The first was a run-down shotgun house that sits on 16.5 acres in Tupelo, Mississippi, reports Realtor.com. Originally built in the 1920s by Vernon and Vestor Presley, the singer's father and uncle, the bidding started at $25,000—though GWS estimated that it's worth $2 million to $2.5 million, thanks to its association with the King.
According to Charlene Presley, a relative by marriage, Elvis lived on the property as a schoolboy with his mother Gladys Presley and would often play in the nearby creek. "This house is a house that Elvis and Gladys lived in and he went to school at Lawhon School in the third grade," Charlene told the Washington Post. "She would walk him to school down this street and around to Lawhon."

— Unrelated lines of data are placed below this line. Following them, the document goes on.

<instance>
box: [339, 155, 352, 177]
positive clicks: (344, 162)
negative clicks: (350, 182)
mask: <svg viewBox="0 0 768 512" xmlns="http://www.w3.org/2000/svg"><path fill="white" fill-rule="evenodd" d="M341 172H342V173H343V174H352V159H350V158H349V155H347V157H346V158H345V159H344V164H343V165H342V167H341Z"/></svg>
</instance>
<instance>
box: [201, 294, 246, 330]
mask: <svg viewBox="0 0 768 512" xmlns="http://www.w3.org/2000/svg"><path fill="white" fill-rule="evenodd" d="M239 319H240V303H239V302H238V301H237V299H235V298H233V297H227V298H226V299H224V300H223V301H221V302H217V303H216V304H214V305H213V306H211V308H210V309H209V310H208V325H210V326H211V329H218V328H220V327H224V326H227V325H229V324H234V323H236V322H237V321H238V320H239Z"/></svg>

The second home was once a part of "Circle G Ranch," a group of mobile homes that sat near the King's ranch in Mississippi in the 1960s, where Elvis and his "Memphis Mafia" friends would hang out. The 60-foot-long, two-bedroom mobile home on the auction block was added for Elvis and his wife, Priscilla, so they could stay close to the gang when they wanted to (the couple even reportedly spent part of their honeymoon here!). Bidding began at $5,000, but GWS estimates the value between $250,000 and $500,000.
Once a party pad, this Delta-manufactured mobile home has definitely seen better days, but true Elvis fans will certainly be fascinated by the retro interiors, which are just as Elvis and Priscilla left them.
More than 150 other items were also auctioned off, including Elvis's private jet, 1957 pink Cadillac, and a boat named "Hound Dog." "Their possessions are rare, but beyond any monetary value, fans place an emotional value on owning something that came in contact with their idols," GWS Auctions owner Brigitte Kruse told the Washington Post.